Gaps are the most valuable output of a literature review. Look for:

- **Missing combinations** — Method A has been applied to Problem X, and Method B to Problem Y, but nobody has tried Method A on Problem Y
- **Scale gaps** — Results exist for toy problems but not realistic ones (or vice versa)
- **Domain gaps** — Well-studied in one field, unknown in another where it's relevant
- **Assumption gaps** — Every paper assumes X, but nobody has tested what happens without X
- **Reproducibility gaps** — Claims made but no code/data released, no independent replication
- **Recency gaps** — The last work on this is from 5+ years ago, and the field has moved on

When you find a gap, state it as a potential research question. This makes the review actionable.

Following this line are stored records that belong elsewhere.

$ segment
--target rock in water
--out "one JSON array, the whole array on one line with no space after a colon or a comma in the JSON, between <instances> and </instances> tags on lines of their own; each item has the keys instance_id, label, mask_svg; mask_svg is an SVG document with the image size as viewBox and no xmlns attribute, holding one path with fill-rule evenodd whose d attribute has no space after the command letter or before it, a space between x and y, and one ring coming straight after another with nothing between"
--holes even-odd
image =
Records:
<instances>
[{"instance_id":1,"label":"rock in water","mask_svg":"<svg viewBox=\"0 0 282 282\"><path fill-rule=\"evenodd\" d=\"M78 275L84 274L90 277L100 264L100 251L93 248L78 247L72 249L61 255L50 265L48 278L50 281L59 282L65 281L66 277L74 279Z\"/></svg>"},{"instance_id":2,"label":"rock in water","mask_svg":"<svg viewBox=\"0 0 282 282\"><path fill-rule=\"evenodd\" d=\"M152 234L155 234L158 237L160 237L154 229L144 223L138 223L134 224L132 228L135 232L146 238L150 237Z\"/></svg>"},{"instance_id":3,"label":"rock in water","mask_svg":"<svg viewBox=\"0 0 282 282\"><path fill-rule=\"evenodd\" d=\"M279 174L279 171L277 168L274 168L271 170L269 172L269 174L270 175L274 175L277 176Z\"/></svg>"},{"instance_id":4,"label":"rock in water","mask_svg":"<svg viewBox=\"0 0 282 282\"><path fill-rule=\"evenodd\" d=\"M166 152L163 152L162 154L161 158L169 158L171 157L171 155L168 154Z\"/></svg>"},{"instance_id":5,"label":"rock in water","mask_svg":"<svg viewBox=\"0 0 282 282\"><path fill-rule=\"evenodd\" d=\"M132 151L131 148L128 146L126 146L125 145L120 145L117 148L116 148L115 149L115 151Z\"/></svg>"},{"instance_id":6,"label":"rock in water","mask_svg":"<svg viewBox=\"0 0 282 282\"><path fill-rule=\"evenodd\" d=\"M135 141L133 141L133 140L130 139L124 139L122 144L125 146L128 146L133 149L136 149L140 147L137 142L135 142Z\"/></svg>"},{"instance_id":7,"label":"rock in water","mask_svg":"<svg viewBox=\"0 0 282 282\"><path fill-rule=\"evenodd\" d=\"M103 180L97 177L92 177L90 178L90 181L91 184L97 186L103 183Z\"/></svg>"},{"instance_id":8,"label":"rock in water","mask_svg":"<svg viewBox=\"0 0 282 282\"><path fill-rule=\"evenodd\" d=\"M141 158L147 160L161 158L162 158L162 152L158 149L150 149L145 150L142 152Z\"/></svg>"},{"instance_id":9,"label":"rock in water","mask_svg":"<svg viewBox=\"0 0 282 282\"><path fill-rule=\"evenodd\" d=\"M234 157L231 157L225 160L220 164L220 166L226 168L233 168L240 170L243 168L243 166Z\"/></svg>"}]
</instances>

## Handling conflicts between papers

When Paper A says X and Paper B says not-X:

1. **State both positions clearly.** Don't average them or pick one.
2. **Check methodology.** Different datasets? Different metrics? Different definitions?
3. **Check timing.** Does the later paper address the earlier one? Is this a resolved debate?
4. **Check scope.** Maybe both are right in different regimes/domains.
5. **Log as an open thread** in the research state if unresolved.

## Output format

The final output should contain:

1. **One-paragraph summary** — What did we learn? Suitable for someone who won't read the details.
2. **Synthesis** — What's known, debated, unknown, trending (as above).
3. **Annotated bibliography** — Each paper with structured extraction (as above).
4. **Suggested next steps** — Based on gaps, what should be investigated next?

## Key principles

- **Breadth first, depth second.** Start with many papers, then deep-dive on the important ones.
- **Don't just summarize, synthesize.** The value is in connections and gaps, not summaries.
- **Cite everything.** Every claim in the synthesis should trace to specific papers.
- **Be honest about coverage.** State what you searched, what you might have missed, and what databases weren't available.
- **Update research state throughout.** The human can check progress anytime.
- **If a search returns nothing useful, say so.** Don't pad with irrelevant results.